Mozaik Peradaban Islam

Sejarah Perkembangan Islam di Nusantara; Studi Kiprah Keturunan Arab Meracik NKRI (10)

in Islam Nusantara

Last updated on September 10th, 2018 10:32 am

Orang-orang Arab ini – khususnya para Habib – tidak hanya berpengaruh secara teknis di tengah masyarakat, tapi juga secara intelektual dan spiritual. Inilah faktor yang paling ditakuti dan sekaligus dibenci oleh bangsa kolonial dari orang Arab di Nusantara.”

—Ο—

 

Sebagaimana sudah disebutkan pada edisi sebelumnya, bahwa kiprah orang-orang Arab, khususnya kaum Alwiyin pada periode abad ke 14 hingga ke 17 masehi sangat terasa dan dicatat baik oleh babad lokal, hingga catatan para penjelajah dari China dan Eropa. Merekalah yang dianggap sebagai orang-orang yang berhasil menyebarkan Islam di Nusantara.

Berdasarkan hasil penelitian L. W. C. van den Berg pada tahun 1886 M, dia memperkirakan bahwa tidak bisa dipungkiri Islam yang ada di Nusantara dibawa oleh orang-orang Arab, yang menurut pendapatnya adalah para pedagang. Namun orang-orang Arab yang datang pada periode awal ini tidak hadir sebagai kelompok yang ekslusif di Nusantara.

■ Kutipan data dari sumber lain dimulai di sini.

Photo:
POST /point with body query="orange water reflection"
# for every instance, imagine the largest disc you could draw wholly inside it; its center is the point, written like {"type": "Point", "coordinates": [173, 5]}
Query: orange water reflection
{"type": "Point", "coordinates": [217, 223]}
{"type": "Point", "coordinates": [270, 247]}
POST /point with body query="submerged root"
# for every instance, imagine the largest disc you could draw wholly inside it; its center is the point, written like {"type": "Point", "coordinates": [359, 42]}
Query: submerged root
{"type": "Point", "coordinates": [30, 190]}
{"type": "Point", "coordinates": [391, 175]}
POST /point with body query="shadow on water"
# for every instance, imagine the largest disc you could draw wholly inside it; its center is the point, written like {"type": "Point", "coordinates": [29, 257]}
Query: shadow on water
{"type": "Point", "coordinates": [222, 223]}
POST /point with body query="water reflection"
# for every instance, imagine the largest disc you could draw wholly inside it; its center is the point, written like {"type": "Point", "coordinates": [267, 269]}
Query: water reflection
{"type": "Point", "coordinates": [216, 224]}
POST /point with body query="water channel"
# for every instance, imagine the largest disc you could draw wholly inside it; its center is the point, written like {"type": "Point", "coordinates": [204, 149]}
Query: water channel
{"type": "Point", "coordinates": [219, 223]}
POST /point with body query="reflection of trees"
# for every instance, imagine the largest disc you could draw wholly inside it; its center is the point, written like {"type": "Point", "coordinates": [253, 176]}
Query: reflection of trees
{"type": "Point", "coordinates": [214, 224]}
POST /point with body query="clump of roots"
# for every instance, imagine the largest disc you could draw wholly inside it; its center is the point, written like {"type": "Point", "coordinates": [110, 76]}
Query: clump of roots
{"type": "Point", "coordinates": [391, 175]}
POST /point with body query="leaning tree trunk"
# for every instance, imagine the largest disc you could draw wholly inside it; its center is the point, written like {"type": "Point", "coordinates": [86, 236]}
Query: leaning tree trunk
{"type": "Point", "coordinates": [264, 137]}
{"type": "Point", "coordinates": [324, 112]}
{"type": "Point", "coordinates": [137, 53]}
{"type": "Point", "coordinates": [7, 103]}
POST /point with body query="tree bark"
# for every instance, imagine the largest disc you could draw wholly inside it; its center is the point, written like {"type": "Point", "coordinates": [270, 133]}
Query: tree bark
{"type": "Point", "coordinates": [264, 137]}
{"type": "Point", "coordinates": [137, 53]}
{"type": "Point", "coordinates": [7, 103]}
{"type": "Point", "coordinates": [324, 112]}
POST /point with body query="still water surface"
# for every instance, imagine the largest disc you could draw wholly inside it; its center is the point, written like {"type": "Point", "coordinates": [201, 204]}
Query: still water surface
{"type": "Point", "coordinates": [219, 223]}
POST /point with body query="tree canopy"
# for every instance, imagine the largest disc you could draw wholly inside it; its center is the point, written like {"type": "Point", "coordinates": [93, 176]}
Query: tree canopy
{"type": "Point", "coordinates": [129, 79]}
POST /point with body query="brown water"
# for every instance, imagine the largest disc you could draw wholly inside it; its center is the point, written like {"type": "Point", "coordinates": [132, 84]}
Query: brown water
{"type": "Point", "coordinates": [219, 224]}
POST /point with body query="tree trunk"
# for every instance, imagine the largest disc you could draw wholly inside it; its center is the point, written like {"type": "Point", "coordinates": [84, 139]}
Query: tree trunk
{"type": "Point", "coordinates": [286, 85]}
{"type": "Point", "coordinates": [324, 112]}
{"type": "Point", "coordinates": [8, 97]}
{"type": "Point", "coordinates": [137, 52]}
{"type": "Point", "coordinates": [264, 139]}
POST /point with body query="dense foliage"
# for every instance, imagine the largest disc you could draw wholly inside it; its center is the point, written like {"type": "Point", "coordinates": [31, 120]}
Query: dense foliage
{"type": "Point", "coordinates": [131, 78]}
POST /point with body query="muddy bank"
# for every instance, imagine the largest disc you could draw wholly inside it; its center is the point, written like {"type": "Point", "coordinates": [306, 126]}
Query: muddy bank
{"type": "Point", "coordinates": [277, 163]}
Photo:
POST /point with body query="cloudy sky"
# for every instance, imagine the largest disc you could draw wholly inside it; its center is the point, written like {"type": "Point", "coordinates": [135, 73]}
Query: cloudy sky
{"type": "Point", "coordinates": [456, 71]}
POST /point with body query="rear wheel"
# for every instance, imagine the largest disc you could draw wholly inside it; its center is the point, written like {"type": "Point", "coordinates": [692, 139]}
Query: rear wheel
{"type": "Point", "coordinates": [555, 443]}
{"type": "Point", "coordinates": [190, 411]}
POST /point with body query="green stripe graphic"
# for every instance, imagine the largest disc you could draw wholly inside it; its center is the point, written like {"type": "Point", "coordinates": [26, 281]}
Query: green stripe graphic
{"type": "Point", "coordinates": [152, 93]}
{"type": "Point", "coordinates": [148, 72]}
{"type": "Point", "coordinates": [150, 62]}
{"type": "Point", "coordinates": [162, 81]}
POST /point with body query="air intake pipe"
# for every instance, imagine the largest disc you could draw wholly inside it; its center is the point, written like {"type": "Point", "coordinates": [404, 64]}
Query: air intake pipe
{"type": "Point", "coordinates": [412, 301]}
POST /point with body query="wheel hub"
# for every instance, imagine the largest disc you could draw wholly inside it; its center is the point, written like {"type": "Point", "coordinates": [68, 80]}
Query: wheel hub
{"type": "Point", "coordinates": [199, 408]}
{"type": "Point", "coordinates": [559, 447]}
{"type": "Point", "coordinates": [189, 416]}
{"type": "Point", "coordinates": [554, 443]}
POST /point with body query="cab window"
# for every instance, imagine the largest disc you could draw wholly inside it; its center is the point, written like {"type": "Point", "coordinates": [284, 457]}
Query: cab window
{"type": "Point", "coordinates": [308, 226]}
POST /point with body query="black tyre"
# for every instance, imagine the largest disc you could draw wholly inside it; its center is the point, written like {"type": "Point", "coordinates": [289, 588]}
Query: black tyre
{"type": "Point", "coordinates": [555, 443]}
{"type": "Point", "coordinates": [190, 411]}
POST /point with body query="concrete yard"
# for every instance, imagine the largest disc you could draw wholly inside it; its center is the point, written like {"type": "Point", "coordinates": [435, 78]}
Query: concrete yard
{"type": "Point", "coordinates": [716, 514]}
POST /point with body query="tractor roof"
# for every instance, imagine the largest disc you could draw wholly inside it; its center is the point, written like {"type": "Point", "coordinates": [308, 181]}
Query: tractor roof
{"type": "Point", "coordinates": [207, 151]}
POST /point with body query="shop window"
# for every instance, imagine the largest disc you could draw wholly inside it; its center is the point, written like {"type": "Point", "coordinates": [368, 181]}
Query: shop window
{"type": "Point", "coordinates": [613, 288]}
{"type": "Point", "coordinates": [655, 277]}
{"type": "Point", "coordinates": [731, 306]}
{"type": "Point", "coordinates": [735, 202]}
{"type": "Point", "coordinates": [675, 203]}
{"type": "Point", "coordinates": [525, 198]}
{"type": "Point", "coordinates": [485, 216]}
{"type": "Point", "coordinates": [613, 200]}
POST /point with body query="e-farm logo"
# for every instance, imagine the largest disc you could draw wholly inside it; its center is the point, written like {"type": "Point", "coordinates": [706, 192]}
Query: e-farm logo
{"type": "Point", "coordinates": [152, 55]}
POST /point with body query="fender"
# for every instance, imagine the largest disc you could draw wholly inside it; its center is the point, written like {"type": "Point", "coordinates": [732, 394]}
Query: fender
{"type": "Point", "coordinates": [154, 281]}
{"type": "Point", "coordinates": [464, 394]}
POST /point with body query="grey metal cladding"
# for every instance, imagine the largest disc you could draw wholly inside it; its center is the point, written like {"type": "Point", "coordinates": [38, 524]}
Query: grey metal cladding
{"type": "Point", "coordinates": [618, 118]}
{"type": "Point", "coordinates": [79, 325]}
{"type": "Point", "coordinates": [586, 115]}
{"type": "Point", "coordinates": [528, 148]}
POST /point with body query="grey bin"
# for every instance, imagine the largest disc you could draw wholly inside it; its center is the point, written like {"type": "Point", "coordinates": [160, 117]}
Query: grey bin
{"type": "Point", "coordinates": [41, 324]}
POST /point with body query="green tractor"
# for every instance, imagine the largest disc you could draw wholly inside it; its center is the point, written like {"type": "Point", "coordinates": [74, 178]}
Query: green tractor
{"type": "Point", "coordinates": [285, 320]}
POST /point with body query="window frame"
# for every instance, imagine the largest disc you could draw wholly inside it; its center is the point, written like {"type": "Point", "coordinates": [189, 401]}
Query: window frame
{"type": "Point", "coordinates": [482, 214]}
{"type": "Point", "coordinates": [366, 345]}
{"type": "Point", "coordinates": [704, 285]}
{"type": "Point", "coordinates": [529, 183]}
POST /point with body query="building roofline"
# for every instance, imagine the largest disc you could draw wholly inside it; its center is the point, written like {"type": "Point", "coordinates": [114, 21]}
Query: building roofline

Hasil penelitian Berg menyebutkan orang-orang Arab ini melebur dengan kebudayaan setempat, mereka membaur dan menikah dengan masyarakat pribumi. Sehingga banyak di antara berketurunan Arab pada abad ke 18 merupakan generasi ke sekian dari nenek moyang mereka, dan tidak lagi menunjukkan ciri-ciri budaya khas Arab. [1]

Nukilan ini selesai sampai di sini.